Fast Cars and The Fall, Goldmine - October 2005

Another recent rediscovery across the ocean has been the rich history of the Deeply Vale festival, a mid-late 1970s institution that might never have eclipsed the likes of Reading in the public eye, but which nevertheless brought some astounding talents to an unsung corner of the country – in this case, a field on the outskirts of the northern town of Rochdale. Now this remarkable archive is coming to the fore, courtesy of the Ozit label – a few months back, we saw a 2CD Steve Hillage live set; this month, Fast Cars and the Fall emerge from the vault.
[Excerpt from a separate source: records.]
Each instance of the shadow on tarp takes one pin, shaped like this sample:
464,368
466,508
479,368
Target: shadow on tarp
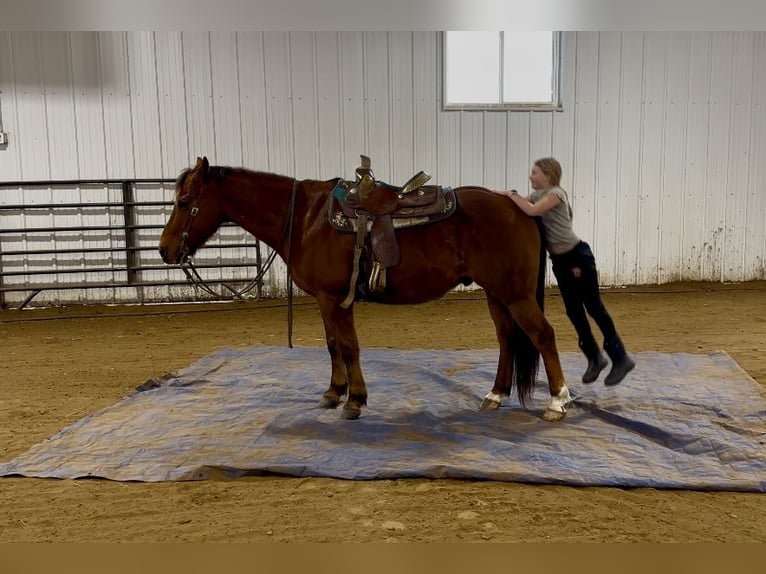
678,421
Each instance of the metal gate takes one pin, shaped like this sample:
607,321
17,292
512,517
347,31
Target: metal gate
95,241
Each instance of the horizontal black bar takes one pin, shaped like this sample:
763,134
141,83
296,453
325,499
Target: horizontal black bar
21,230
86,205
76,182
120,269
107,285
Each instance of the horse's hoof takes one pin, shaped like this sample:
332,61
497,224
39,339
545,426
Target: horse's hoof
350,414
553,416
489,405
328,403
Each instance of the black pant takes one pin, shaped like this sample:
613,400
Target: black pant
577,277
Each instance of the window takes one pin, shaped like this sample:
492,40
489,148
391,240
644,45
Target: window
501,70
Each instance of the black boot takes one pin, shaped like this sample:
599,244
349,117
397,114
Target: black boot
596,361
622,362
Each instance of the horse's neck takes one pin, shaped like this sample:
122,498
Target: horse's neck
259,203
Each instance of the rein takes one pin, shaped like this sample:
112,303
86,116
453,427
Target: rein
194,278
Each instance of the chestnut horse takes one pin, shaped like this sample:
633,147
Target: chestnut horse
487,240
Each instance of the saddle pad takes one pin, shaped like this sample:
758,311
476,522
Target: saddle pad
341,216
677,421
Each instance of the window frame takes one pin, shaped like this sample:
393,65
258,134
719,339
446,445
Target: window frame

The Fast Cars’ 'Who Loves Jimmy Anderton?' is a reminder of a band that, for many years, was considered a mere footnote in the annals of punk, just another group of never-weres that formed in the fiery excitement of the late Seventies UK. They gamely trotted around their hometown, released a few singles, and then disappeared back into obscurity, from whence they were duly installed as the object of a later generation of Japanese collectors’ desires, for the very scarcity of their records.

Those spiraling prices would eventually prompt Fast Cars to reform and take to the road once more. This album, however, captures them in their 1979 heyday, playing before an enthusiastic crowd at Deeply Vale and, though the sound is acceptable and the mix is middling, the Fasties themselves are in fine form, storming through an incendiary 11 song set, and though it does all sound a bit crash, bang, wallop, the band’s hooks still manage to shine through.

The Fall’s 'Live At Deeply Vale', too, suffers somewhat from the sound quality, but that does not detract from the sheer historical importance of the set, one of the few live recordings to survive from this early period in the band’s history. The band’s antecedents are as clear as they would ever be - the rage of The Stooges, the repetitive drone of The Velvet Underground, the dark cacophony of Siouxsie & the Banshees, and occasionally twisting through the buzzsaw pop of the Buzzcocks, all delivered up in a blaze of beats, a thrump of bass, a blizzard of guitar, and an angry swirl of keyboards.

Punk fire, Gothic gloom, and with a wondrously ramshackle approach to song structure, The Fall weren’t entirely alone in their musical vision, but still conjured up a sound so unique it enthralled millions for decades to come. Thus, even with all its flaws, this album is a worthy monument to their fiery beginnings.